À quelques jours de l’élection présidentielle du 15 mars, le chef de l’État congolais, au pouvoir depuis plus de quarante ans cumulés, affiche une position paradoxale : préparer l’avenir tout en sollicitant un nouveau mandat, présenté comme le dernier. À 82 ans, Denis Sassou Nguesso affirme ne pas vouloir « rester une éternité » à la tête du pays, sans pour autant esquisser clairement les contours de sa succession.

Une campagne sous tension dans un paysage politique verrouillé

Dans un contexte marqué par les critiques récurrentes sur la transparence du processus électoral, le président sortant tente de reprendre l’initiative. Dans un entretien accordé à l’Agence France-Presse depuis Dolisie, il revendique un large soutien populaire et balaie les accusations de scrutin verrouillé, qu’il attribue à des « voix extérieures ».

Sur le terrain, l’opposition apparaît fragmentée et affaiblie, peinant à rivaliser avec l’appareil du Parti congolais du travail (PCT), solidement implanté. Plusieurs figures critiques dénoncent un espace politique restreint, où la compétition électorale se joue dans un cadre jugé déséquilibré.

Un bilan revendiqué, des inégalités persistantes

Denis Sassou Nguesso défend son action à la tête du pays en mettant en avant les investissements réalisés dans les infrastructures, notamment les routes, les établissements scolaires et certains projets agricoles. Il justifie ainsi l’utilisation des revenus pétroliers, principale ressource du pays.

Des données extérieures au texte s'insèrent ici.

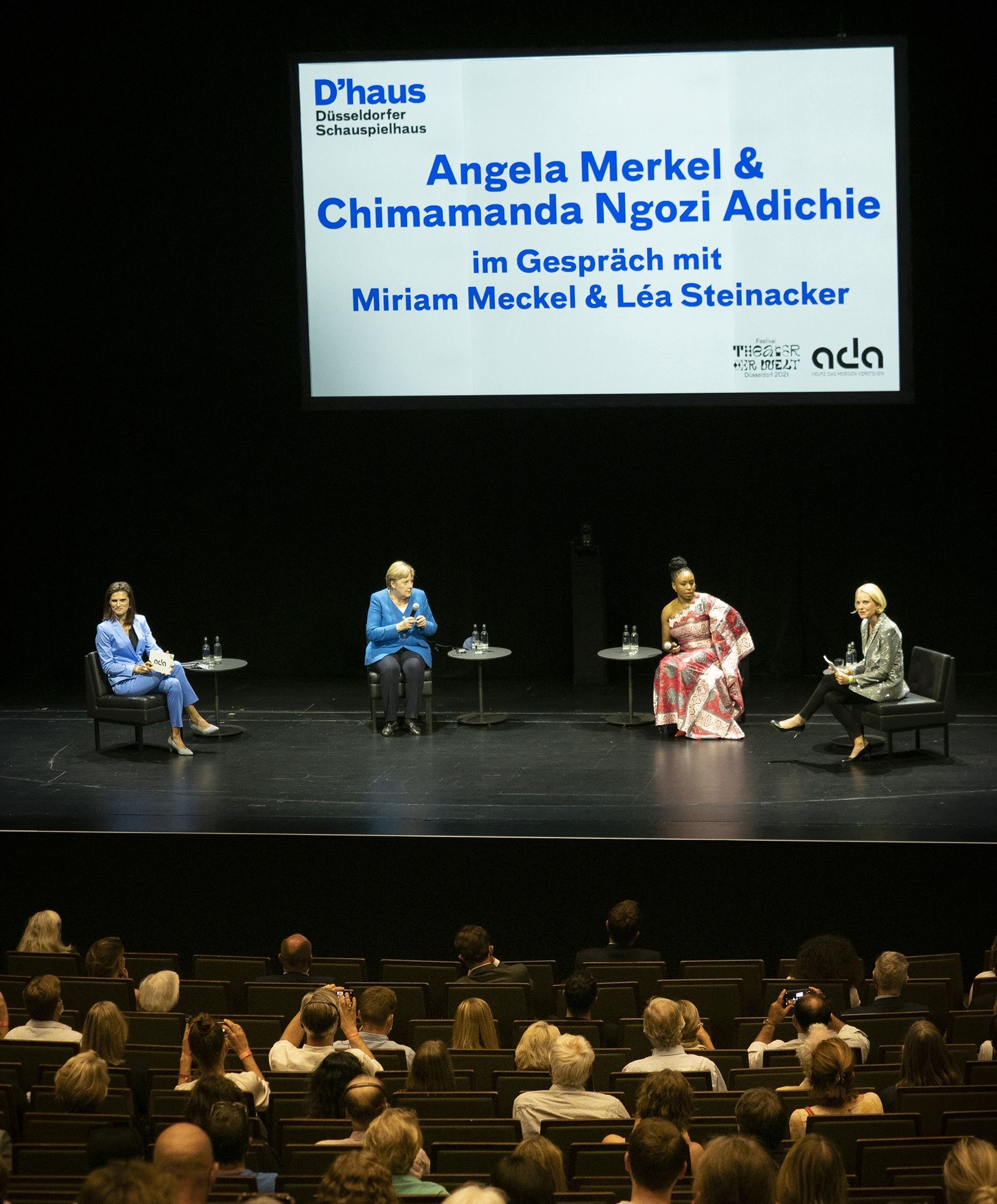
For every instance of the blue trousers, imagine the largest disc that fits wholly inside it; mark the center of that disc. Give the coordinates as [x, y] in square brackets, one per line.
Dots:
[176, 688]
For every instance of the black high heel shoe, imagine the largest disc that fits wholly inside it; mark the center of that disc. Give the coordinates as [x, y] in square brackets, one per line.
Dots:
[779, 728]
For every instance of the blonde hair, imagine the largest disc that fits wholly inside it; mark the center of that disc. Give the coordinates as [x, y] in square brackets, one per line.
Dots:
[82, 1083]
[44, 935]
[971, 1166]
[398, 571]
[534, 1049]
[159, 991]
[394, 1138]
[664, 1023]
[475, 1026]
[543, 1152]
[571, 1061]
[105, 1032]
[876, 594]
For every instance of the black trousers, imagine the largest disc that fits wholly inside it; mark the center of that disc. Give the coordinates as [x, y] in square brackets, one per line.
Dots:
[390, 670]
[838, 699]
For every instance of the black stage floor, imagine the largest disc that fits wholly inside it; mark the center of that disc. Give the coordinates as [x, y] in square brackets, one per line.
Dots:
[309, 761]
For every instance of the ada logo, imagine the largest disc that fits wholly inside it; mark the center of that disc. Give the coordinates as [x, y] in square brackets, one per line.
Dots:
[327, 90]
[840, 359]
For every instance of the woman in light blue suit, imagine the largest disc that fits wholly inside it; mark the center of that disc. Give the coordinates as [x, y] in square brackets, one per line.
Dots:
[123, 641]
[399, 620]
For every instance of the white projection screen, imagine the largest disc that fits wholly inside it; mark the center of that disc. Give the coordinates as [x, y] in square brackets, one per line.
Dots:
[681, 227]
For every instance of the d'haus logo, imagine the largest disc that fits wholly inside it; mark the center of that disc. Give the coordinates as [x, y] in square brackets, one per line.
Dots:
[328, 92]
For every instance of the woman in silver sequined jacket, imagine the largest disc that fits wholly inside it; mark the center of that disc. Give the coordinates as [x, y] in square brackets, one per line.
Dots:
[877, 677]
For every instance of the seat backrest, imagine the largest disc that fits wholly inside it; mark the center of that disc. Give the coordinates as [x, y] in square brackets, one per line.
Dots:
[932, 675]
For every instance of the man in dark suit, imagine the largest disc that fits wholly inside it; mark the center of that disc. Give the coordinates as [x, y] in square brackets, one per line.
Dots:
[890, 978]
[624, 927]
[477, 956]
[295, 956]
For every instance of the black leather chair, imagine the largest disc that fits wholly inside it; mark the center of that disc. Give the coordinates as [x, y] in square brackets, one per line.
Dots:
[373, 682]
[931, 702]
[106, 707]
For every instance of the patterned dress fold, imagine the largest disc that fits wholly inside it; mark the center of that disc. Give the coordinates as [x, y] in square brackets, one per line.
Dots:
[699, 688]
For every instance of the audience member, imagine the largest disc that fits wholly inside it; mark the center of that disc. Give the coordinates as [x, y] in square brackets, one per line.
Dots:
[623, 926]
[208, 1043]
[114, 1143]
[323, 1013]
[890, 978]
[812, 1009]
[357, 1178]
[735, 1171]
[327, 1084]
[82, 1083]
[534, 1049]
[581, 993]
[694, 1036]
[295, 959]
[655, 1160]
[475, 1026]
[970, 1168]
[395, 1139]
[476, 954]
[44, 1004]
[105, 1032]
[832, 1092]
[129, 1183]
[44, 935]
[925, 1062]
[375, 1018]
[543, 1152]
[761, 1115]
[571, 1063]
[663, 1026]
[812, 1173]
[183, 1153]
[829, 959]
[229, 1133]
[432, 1070]
[523, 1180]
[159, 991]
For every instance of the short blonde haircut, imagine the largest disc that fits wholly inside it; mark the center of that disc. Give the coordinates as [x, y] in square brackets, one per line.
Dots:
[972, 1164]
[398, 571]
[44, 935]
[394, 1138]
[82, 1083]
[534, 1049]
[664, 1023]
[571, 1061]
[159, 991]
[876, 594]
[475, 1026]
[105, 1032]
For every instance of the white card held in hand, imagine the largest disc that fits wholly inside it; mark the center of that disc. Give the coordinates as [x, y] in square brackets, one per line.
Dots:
[163, 662]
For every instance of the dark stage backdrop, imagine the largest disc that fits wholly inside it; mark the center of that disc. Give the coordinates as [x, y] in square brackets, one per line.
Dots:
[403, 897]
[155, 424]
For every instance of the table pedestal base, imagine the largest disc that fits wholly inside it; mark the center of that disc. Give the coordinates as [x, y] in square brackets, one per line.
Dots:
[623, 719]
[478, 719]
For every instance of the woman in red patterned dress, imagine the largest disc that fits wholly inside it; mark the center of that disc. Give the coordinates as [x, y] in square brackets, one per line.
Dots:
[697, 685]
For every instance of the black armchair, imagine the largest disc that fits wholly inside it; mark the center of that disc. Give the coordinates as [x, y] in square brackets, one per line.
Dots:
[106, 707]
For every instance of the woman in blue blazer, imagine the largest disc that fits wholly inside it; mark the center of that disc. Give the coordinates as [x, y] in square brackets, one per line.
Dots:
[123, 641]
[399, 620]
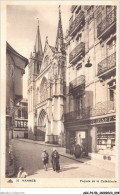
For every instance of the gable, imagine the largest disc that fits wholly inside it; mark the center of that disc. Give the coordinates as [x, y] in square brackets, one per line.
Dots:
[47, 56]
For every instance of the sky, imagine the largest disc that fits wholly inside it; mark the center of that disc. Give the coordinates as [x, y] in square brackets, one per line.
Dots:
[22, 28]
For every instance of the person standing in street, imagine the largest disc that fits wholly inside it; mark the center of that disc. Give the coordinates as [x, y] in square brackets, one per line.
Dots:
[45, 158]
[55, 160]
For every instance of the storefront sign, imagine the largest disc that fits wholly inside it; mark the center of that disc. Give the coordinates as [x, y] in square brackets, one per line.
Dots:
[103, 120]
[21, 123]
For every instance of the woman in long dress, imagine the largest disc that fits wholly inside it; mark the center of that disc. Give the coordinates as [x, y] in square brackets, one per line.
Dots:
[55, 160]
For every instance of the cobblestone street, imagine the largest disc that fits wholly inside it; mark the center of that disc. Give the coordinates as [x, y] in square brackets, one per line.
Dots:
[28, 155]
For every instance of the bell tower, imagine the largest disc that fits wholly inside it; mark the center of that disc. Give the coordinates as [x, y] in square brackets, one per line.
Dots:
[59, 84]
[34, 67]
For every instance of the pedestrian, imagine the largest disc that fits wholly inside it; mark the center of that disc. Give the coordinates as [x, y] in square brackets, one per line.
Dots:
[55, 160]
[45, 158]
[22, 173]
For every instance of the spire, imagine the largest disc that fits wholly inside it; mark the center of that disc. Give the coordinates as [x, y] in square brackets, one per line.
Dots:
[38, 44]
[60, 46]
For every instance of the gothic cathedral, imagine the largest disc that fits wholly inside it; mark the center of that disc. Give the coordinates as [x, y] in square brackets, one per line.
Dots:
[46, 90]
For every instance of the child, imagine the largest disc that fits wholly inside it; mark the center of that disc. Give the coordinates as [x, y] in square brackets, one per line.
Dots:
[45, 158]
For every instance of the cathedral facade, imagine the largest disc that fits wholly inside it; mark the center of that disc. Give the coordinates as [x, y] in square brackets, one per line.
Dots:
[46, 90]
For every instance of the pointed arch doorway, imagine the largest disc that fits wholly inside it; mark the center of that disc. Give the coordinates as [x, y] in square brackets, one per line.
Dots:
[41, 128]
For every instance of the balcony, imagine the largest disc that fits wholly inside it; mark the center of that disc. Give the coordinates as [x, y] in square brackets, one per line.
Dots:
[77, 83]
[77, 53]
[107, 65]
[101, 108]
[77, 24]
[107, 25]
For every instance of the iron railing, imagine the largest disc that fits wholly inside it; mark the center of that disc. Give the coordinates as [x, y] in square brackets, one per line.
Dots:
[101, 108]
[77, 53]
[107, 63]
[79, 81]
[77, 23]
[106, 23]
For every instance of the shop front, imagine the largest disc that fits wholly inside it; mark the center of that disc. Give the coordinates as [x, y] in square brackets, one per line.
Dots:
[93, 136]
[76, 140]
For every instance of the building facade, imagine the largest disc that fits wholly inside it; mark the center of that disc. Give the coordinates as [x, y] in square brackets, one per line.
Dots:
[21, 120]
[46, 89]
[90, 113]
[15, 65]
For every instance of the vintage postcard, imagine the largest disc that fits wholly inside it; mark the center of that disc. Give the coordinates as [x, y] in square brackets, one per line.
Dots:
[59, 92]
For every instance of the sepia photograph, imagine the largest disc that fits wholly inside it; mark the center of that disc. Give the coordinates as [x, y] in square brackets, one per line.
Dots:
[61, 91]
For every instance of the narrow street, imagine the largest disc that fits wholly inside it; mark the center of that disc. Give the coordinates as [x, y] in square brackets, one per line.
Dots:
[28, 155]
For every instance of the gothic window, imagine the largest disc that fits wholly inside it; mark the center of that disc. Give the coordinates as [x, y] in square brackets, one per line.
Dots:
[43, 90]
[38, 68]
[108, 9]
[71, 20]
[46, 60]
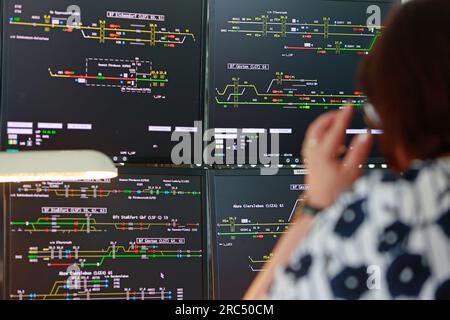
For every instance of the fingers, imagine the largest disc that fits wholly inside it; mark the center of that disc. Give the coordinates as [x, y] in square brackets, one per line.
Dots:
[335, 137]
[358, 154]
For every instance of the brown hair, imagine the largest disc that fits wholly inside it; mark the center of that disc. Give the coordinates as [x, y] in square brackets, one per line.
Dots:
[407, 78]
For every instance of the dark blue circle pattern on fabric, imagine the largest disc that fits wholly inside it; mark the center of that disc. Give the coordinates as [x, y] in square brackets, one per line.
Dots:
[443, 291]
[301, 268]
[406, 275]
[444, 223]
[350, 283]
[351, 219]
[393, 236]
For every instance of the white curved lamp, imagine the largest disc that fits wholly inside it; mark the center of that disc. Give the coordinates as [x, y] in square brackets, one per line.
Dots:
[55, 166]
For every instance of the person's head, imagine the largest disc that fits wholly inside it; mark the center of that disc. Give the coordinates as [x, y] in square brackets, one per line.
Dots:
[407, 78]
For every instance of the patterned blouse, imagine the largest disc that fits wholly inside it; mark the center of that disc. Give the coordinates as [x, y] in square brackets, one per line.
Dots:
[387, 238]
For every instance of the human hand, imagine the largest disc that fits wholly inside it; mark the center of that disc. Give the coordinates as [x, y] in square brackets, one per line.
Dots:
[324, 145]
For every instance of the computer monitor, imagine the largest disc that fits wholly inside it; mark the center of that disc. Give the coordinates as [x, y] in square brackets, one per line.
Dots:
[138, 237]
[249, 214]
[278, 65]
[110, 75]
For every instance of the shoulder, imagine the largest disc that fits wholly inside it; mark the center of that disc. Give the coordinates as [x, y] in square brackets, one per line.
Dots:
[381, 221]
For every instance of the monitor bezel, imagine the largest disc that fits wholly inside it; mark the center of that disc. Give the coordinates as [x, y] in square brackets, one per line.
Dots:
[131, 170]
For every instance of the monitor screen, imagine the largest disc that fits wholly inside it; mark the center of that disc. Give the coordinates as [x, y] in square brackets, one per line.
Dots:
[110, 75]
[125, 239]
[250, 213]
[278, 65]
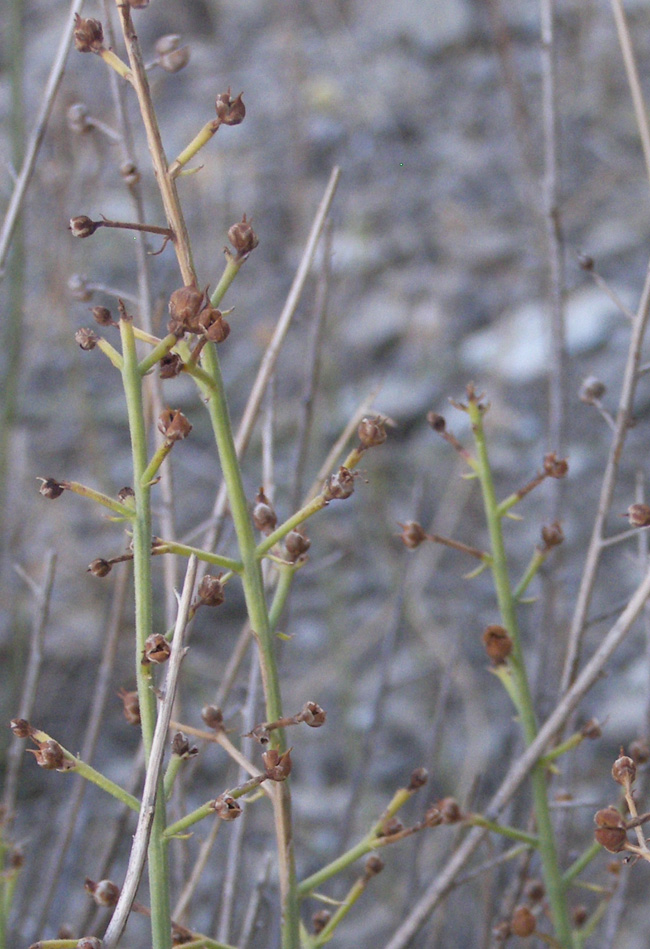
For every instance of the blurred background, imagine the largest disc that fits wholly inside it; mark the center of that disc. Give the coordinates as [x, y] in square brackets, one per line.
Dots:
[437, 274]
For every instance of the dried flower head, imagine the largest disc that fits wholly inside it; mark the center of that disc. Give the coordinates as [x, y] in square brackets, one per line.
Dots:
[230, 111]
[173, 425]
[413, 534]
[88, 35]
[339, 485]
[277, 767]
[610, 829]
[555, 467]
[592, 390]
[624, 771]
[131, 706]
[51, 489]
[296, 545]
[210, 591]
[638, 515]
[372, 431]
[226, 807]
[82, 226]
[498, 644]
[213, 717]
[156, 649]
[264, 517]
[243, 238]
[99, 567]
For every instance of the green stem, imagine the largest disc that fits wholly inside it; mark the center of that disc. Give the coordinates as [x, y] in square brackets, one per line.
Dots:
[547, 848]
[157, 854]
[280, 532]
[253, 585]
[170, 547]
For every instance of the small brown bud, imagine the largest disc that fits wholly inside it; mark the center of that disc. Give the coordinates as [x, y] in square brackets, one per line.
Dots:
[131, 706]
[185, 305]
[535, 891]
[104, 893]
[372, 431]
[243, 238]
[103, 316]
[312, 714]
[624, 771]
[432, 816]
[51, 489]
[413, 534]
[579, 914]
[156, 649]
[296, 545]
[437, 422]
[78, 288]
[99, 567]
[50, 756]
[591, 729]
[339, 485]
[638, 515]
[320, 920]
[21, 727]
[181, 746]
[88, 35]
[374, 865]
[450, 810]
[640, 751]
[210, 591]
[213, 717]
[391, 826]
[277, 766]
[173, 425]
[230, 111]
[86, 338]
[264, 517]
[498, 644]
[523, 922]
[170, 365]
[82, 226]
[555, 467]
[610, 829]
[418, 779]
[592, 390]
[129, 173]
[552, 535]
[226, 807]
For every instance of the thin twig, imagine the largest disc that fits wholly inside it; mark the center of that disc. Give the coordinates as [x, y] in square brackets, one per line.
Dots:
[37, 134]
[141, 837]
[522, 767]
[624, 414]
[15, 754]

Cependant, ces arguments se heurtent à une réalité socio-économique contrastée : près de la moitié de la population congolaise vit encore dans la pauvreté, alimentant les critiques sur la redistribution des richesses et la gouvernance économique. Les accusations liées aux affaires de « biens mal acquis » sont, de son côté, rejetées comme des tentatives de déstabilisation.

La question sensible des détenus politiques

Interrogé sur le sort de figures emblématiques de l’opposition, notamment Jean-Marie Michel Mokoko et André Okombi Salissa, le chef de l’État adopte une position prudente. Il minimise leur statut d’opposants, les présentant comme d’anciens collaborateurs impliqués, selon lui, dans un projet insurrectionnel.

S’il affirme qu’ils « ne mourront pas en prison », cette déclaration ne s’accompagne d’aucune annonce concrète sur une éventuelle libération, laissant en suspens l’une des principales préoccupations des organisations de défense des droits humains.

Une succession évoquée, mais jamais datée

Alors que ses partisans redoutent les incertitudes d’une alternance politique, Denis Sassou Nguesso se veut rassurant sur la capacité du pays à préserver sa stabilité après son départ. Il affirme préparer les conditions d’une continuité institutionnelle.

Reste une zone d’ombre majeure : le calendrier. En l’absence de perspective clairement définie pour l’après-Sassou, la question de la transition demeure au cœur des interrogations, dans un pays où le pouvoir s’inscrit depuis des décennies dans une forte continuité politique.